Jan. 16, 2013 at 10:00 AM ET
The Toyota Prius C, the newest member of Toyota Prius “family,” has been named the nation’s “greenest” vehicle by the American Council for an Energy-Efficient Economy. At the other end of the spectrum, the ACEEE tarred the Ford F-350 as the “meanest,” or dirtiest vehicle on the road.
The organization, which describes itself as a “catalyst to advance energy efficiency,” hailed the growing number of hybrids, plug-ins, pure battery-electric vehicles and other environmental friendly vehicles now coming to market and noted that new products dominated the dozen models on its “Greenest” vehicle list.
“The vehicles at the top of this year’s rankings are proof that automakers are really ramping up their offerings,” said ACEEE lead vehicle analyst Shruti Vaidyanathan. “There are more hybrid and electric options on the market this year than ever before and the race for a spot on the Greenest list is increasingly competitive. Automakers have revamped their offerings to meet the growing demand for efficient vehicles and new fuel economy standards.”
While a select group of conventionally powered vehicles continues to do well in the study, they’ve largely been displaced by newer offerings using some form of battery power, whether light hybrids or full electric propulsion. The Honda Civic Natural Gas model that dominated as the number greenest model for eight years didn’t even make ACEEE’s Top 12 this time. Only the Smart fortwo and Scion iQ microcars made the list using gasoline-powered engines.
All of the new Prius family members took “Greenest” honors, the original Prius hatchback taking third place, the big Prius V in 11th, and the Prius Plug-in Hybrid landing in fourth.
While the Honda natural gas model was knocked off the list for the survey’s 25th year, the Japanese maker’s Fit Electric earned the number two spot, while its new Civic Hybrid landed in fifth.
Three Ford Motor Co. models also earned “Greenest” honors, including the Focus EV and the Fusion C-Max Hybrids. The dozen honored nameplates also included two Europeans, the VW Jetta Hybrid in seventh, and the Smart fortwo in eighth.

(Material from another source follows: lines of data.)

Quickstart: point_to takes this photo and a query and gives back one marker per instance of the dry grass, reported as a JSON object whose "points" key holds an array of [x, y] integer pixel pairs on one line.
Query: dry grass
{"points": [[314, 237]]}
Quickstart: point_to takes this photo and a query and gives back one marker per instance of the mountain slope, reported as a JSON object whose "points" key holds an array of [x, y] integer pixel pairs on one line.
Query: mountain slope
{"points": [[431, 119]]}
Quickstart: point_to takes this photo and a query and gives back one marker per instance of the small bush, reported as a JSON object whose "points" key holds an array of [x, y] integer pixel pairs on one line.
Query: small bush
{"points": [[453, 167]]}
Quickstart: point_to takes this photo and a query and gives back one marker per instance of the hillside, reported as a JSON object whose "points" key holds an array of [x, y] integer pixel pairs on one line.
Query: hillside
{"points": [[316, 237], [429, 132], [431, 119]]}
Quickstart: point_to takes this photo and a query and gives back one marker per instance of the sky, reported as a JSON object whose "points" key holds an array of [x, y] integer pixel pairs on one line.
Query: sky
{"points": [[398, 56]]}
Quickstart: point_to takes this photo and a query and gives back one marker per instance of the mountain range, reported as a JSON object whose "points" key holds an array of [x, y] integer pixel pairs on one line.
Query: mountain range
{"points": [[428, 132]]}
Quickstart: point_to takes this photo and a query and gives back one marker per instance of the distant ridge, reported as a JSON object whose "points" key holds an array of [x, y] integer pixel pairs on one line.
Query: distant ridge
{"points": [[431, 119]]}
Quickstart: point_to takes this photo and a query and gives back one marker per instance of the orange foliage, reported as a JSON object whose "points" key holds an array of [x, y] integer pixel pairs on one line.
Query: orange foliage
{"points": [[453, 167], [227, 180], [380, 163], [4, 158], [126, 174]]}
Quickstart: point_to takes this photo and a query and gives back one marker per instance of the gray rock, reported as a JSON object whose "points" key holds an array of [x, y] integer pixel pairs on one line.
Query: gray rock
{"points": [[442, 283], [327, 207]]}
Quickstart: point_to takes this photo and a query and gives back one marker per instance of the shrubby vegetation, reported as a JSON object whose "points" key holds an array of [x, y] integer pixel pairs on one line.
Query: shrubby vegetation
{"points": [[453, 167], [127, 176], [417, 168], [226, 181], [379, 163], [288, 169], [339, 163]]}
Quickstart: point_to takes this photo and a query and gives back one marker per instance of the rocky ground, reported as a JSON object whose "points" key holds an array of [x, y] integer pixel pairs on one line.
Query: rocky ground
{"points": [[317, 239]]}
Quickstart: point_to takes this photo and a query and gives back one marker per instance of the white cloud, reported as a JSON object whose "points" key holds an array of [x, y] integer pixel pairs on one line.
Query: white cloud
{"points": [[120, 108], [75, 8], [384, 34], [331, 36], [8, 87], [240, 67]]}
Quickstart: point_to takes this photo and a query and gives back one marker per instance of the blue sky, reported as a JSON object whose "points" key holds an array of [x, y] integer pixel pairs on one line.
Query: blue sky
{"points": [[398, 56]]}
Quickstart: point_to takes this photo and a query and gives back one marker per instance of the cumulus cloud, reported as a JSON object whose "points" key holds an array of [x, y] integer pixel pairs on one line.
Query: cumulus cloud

Along with the “Greenest” list, the ACEEE gave kudos to a dozen “Greener Choice” models that were the cleanest in their individual product segments. Detroit models claimed half of those winners, including the Buick Encore and Chevrolet Equinox.
However Ford was hammered as having three of the “Meanest” models, a list that not only included the F-350 but also the slightly smaller F-250 pickup.
The ACEEE study has traditionally considered a range of factors to determine its “Greenest” and “Meanest” lists including “unhealthy tailpipe emissions, fuel consumption, and emissions of gases that contribute to climate change.” It has updated the methodology this year, however, to also include issues like emissions from the manufacturing process and the forecasted mix of fuels used to generate power for electric vehicles.
That last factor is significant as some skeptics argue that plug-based vehicles don’t so much eliminate pollution but simply move the source. Even proponents concede their benefits can vary depending upon whether they’re tapping, say, a wind farm or a coal generator.